Old Master and 19th Century Prints
Sale Overview
Our live auction on 24 January 2023 marks the return of our Old Master and 19th Century Prints sales to New York and offers a large and diverse selection of works which shaped the history of Western printmaking.
The sale features many rare and important prints from European and North-American collections, tracing the evolution of the printed image over a period of centuries, from early German engravings of the 15th century to French lithographs of the 19th century, from Martin Schongauer to Odilon Redon.
The core of the sale consists of numerous masterpieces by the three unrivalled masters: Albrecht Dürer, Rembrandt and Francisco de Goya. Among Dürer’s works, his eternally intriguing Melencolia and a group of early woodcuts stand out. Rembrandt’s bravura, sensitivity and deep humanity is apparent in a variety of fine impressions of religious and secular subjects, culminating in The Three Crosses (fourth state), one of the most radical and dramatic printed images in the history of art.

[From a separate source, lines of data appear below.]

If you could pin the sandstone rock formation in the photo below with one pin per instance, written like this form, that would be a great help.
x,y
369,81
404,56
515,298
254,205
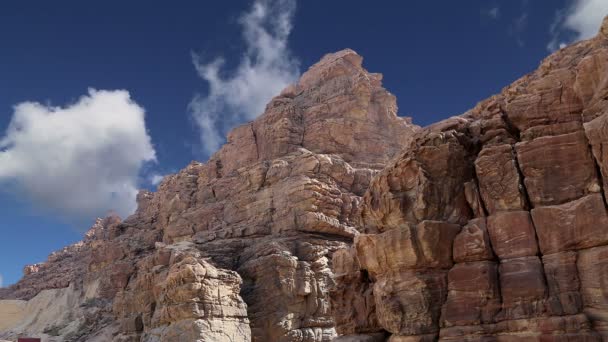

Goya’s boundless creativity and dark imagination can be experienced in three celebrated sets of prints, all in first editions: Los Caprichos, Los Desastres de la Guerra and Los Proverbios – the last two from the collection of Joseph William Drexel (1833–1888), the New York banker, philanthropist and bibliophile, and an early trustee of the Metropolitan Museum of Art.
Rare prints of the Italian and German Renaissance are complemented by fine examples of French and Netherlandish Mannerism, the Prague School, some eccentric compositions in the manner of Hieronymus Bosch and Pieter Bruegel and intimate scenes of the Dutch Golden Age to capture the variety and brilliance of the graphic arts in 16th and 17th century Europe, exemplified by artists like Marcantonio Raimondi, Daniel Hopfer, Jacques Bellange, Hendrick Goltzius and Adriaen van Ostade.
The largest and one of the rarest and visually stunning prints is a 16th century Italian woodcut portraying Sultan Suleyman the Magnificent in profile, wearing an opulent headdress made for him by Venetian craftsmen in 1532. The splendours of Venice herself are vividly rendered by Canaletto in his Vedute, offered in a rare, complete and early set of thirty etchings.
The 19th century is chiefly represented by French artist-printmakers of the Romantic, Symbolist and Impressionist eras, from Delacroix to Carrière, headed by Edgar Degas’ technically complex and highly atmospheric etching of Mary Cassatt at the Louvre: The Etruscan Gallery of 1879-80.
The auction presents a major opportunity to acquire some of the most striking and celebrated images of European art, with estimates ranging from $500 to $500,000.